Just over two years ago I started this blog as a way to update family and friends about our nearly month long adventure in the ICU. Little did we know it would not be our last and that the journey we were on was about to get even rockier. Life has changed, and I feel like this blog as as well. It's primary purpose is still to keep everyone updated, but I see it now as also a way to give others a small peak into living a life with cancer. My perspective as caregiver is different from Chris's as a patient, and no two journey's are alike but it's a path filled with so many emotions and challenges. I sincerely hope that others can be spared from walking this path. However I hope that perhaps by reading our journey others can gain understanding and compassion for those in similar difficult situations. Due to changes in treatment, the typical image of a bald and clearly ailing person is not always the face of chemo. Many people "look fine" but are fighting a tough battle. I feel it is that way in life. So many people that we meet each day are likely fighting enormous battles beneath the surface.
As for an update. Next week he starts cycle 19 of DRd (likely 24-25 of chemo counting his initial 5-6 cycles of CyBorD). They recently ran his markers, something they currently do about every three months. Even though I still don't understand what all of them mean in terms of a how the body works, when the results pop into his online portal I know what to look for.
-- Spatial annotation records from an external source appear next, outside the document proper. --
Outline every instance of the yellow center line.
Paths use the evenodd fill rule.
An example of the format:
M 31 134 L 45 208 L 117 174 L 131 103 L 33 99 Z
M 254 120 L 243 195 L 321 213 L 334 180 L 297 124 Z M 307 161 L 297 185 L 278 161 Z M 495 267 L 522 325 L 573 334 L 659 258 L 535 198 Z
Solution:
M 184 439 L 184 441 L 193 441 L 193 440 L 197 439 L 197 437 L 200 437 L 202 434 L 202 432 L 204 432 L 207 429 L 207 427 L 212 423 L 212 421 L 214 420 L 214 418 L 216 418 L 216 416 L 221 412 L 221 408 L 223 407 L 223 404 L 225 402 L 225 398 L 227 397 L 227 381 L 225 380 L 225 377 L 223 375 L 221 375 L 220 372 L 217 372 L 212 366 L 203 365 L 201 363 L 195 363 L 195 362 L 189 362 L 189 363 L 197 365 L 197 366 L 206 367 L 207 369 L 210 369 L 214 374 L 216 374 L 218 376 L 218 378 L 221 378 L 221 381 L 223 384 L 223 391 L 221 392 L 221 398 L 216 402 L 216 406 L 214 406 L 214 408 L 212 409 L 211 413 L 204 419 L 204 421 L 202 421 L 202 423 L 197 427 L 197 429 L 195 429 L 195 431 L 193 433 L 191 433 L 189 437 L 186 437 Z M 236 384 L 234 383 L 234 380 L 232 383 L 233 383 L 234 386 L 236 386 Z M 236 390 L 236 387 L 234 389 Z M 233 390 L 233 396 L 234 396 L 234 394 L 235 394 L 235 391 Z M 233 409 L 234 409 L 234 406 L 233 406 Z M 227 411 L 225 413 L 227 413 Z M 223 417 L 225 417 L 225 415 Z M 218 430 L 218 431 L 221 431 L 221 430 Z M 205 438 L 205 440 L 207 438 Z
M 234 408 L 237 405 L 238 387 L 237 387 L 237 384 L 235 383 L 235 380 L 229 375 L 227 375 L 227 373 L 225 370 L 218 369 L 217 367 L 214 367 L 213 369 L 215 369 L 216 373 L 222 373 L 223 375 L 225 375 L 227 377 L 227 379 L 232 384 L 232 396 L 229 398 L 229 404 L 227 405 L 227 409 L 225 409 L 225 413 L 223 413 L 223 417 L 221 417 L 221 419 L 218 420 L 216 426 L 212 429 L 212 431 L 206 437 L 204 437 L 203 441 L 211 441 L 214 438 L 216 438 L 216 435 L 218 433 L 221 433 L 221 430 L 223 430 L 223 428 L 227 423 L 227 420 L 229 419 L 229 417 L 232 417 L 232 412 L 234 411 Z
There is always a bit of dread when an e-mail comes in saying there are test results available. Worry like you can't imagine that bad news is lurking at a mouse click. DRd has been relatively tolerable, and we hope that it will continue to work for a long time. But I think he's bypassed the average of how long it typically works, so there's always a fear that we'll get a sign that it's time to move to something different. However, not this time! His Kappa and Lambda Light chain numbers are within normal ranges, including the ratio. There are no Bence-Jones protein's detectable and no Monoclonal proteins (abnormal proteins) in his blood. His immunoglobulins are also in similar ranges as when they tested earlier this year. In other words, No News is Good News...the chemo is working and his myeloma is in "complete response". We met with Dr Sborov and the plan is just to keep going.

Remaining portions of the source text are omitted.